Environmental Vulnerability and the Literary Imagination
Time: 13:10-15:00, 20 March 2023
Venue: L406, Tamkang University
Speaker: Scott Slovic (University Distinguished Professor of Environmental Humanities, University of Idaho, USA)
Moderator: Kuo, Chia-chen (Associate Professor, Department of English, Tamkang University)
Abstract:
The human mind has limited ability to embrace the meaning of ecosystemic vulnerability, but immense capacity to appreciate the frailty of individual nonhuman organisms, which exhibit precarity akin to our own.
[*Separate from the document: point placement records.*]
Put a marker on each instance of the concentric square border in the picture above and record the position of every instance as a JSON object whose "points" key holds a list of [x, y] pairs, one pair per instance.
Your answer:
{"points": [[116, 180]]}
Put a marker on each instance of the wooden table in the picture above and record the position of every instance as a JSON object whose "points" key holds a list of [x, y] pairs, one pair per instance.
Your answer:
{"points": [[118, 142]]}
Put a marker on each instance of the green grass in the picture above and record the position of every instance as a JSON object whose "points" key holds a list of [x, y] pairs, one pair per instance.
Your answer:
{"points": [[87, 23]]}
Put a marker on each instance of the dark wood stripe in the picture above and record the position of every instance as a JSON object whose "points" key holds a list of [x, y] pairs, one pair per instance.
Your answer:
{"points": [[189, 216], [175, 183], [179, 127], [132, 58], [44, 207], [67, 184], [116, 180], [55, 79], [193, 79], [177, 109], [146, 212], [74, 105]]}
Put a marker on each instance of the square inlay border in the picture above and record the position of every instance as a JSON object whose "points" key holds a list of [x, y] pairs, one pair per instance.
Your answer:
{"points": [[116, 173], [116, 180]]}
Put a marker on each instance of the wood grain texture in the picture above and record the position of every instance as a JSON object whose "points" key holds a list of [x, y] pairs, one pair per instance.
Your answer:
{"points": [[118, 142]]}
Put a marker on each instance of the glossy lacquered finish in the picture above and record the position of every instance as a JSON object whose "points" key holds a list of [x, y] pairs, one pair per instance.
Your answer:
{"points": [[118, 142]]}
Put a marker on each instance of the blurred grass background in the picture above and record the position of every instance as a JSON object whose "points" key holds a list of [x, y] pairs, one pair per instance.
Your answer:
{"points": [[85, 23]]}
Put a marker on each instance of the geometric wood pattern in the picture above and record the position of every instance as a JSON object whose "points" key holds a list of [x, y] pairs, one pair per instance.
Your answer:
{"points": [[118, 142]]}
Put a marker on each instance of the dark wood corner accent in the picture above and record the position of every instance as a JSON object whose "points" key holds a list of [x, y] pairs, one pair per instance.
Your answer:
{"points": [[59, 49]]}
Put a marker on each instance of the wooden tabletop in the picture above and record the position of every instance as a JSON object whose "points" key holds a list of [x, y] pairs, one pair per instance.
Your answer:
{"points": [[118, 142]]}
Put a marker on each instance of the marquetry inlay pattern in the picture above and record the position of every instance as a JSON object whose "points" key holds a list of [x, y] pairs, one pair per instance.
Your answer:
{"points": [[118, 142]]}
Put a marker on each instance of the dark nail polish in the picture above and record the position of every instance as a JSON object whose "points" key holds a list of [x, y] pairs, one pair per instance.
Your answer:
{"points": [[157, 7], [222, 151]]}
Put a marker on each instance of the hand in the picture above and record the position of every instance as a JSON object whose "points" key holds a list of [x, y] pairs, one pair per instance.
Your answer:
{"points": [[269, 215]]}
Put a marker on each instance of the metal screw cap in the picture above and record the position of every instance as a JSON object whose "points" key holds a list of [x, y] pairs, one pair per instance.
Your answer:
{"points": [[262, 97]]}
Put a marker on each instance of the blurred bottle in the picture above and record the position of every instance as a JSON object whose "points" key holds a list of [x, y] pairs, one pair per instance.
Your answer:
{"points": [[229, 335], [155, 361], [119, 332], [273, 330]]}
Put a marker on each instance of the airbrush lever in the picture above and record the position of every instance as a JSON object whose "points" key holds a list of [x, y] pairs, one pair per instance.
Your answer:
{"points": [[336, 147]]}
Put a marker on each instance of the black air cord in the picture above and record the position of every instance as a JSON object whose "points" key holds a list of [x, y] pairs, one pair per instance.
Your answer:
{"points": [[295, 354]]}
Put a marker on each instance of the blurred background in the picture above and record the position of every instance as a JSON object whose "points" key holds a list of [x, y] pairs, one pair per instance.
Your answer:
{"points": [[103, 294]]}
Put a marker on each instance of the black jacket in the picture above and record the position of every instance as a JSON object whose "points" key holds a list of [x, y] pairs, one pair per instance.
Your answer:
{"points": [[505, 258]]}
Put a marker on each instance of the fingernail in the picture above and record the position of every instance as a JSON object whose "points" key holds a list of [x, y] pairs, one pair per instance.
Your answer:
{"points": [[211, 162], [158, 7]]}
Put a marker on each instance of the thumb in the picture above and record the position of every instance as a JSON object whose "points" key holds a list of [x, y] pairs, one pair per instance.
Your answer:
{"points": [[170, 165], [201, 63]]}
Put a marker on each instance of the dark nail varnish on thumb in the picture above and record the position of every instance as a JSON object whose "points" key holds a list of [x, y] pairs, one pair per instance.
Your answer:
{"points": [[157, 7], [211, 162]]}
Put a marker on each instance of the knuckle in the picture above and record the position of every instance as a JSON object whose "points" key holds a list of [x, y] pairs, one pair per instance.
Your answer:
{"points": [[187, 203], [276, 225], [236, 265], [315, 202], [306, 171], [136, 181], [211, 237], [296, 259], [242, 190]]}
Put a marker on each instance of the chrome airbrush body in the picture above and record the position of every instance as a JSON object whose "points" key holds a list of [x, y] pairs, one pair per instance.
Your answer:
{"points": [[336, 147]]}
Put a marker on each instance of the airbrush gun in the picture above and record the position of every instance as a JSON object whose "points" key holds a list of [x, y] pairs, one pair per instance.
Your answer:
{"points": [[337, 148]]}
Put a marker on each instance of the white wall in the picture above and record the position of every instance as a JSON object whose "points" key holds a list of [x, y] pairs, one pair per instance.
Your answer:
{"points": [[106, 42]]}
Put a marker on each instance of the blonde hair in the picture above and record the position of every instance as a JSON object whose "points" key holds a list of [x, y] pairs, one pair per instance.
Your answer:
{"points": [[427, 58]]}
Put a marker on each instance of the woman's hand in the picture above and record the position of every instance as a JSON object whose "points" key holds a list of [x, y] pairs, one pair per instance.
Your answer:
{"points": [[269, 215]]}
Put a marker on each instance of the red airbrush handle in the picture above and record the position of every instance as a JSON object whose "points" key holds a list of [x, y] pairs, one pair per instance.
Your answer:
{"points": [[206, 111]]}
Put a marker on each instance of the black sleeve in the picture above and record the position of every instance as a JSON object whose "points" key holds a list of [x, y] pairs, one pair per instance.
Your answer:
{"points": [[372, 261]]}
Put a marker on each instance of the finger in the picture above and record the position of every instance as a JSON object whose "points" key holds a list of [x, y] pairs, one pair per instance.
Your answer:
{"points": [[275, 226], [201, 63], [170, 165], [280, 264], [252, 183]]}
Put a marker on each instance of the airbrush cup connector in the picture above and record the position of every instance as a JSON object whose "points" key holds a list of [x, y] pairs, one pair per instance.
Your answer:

Even inhumanly strong and durable natural beings—such as whales, primates, and redwood trees—are legible to us as fellow “vulnerables,” individual, mortal, and representative of species susceptible to suffering, population decline, and/or possibly even extinction. Such psychological tendencies as speculative empathy, empathetic self-projection and self-erasure, and metaphorical emulation are aspects of what social scientists and communication scholars have dubbed “the arithmetic of compassion.” This lecture will explore these tendencies in such literary works as Annie Dillard’s Holy the Firm (1977), Dale Peterson and Jane Goodall’s Visions of Caliban: On Chimpanzees and People (1993), Julia Butterfly Hill’s The Legacy of Luna: The Story of a Tree, a Woman, and the Struggle to Save the Redwoods (2000), Marybeth Holleman’s “How to Grieve a Glacier” (2018), Kim Stanley Robinson’s The Ministry for the Future (2020), and Amy Donovan’s “Raw, Dense, and Loud: A Whale’s Perspective on Cold Water Energy” (2022). What’s at stake in our potential to grasp the vulnerability of the other, with the aid of sophisticated literary communication strategies, includes the possibility that we might glimpse our own potential oblivion on the horizon before it’s too late to choose a different path.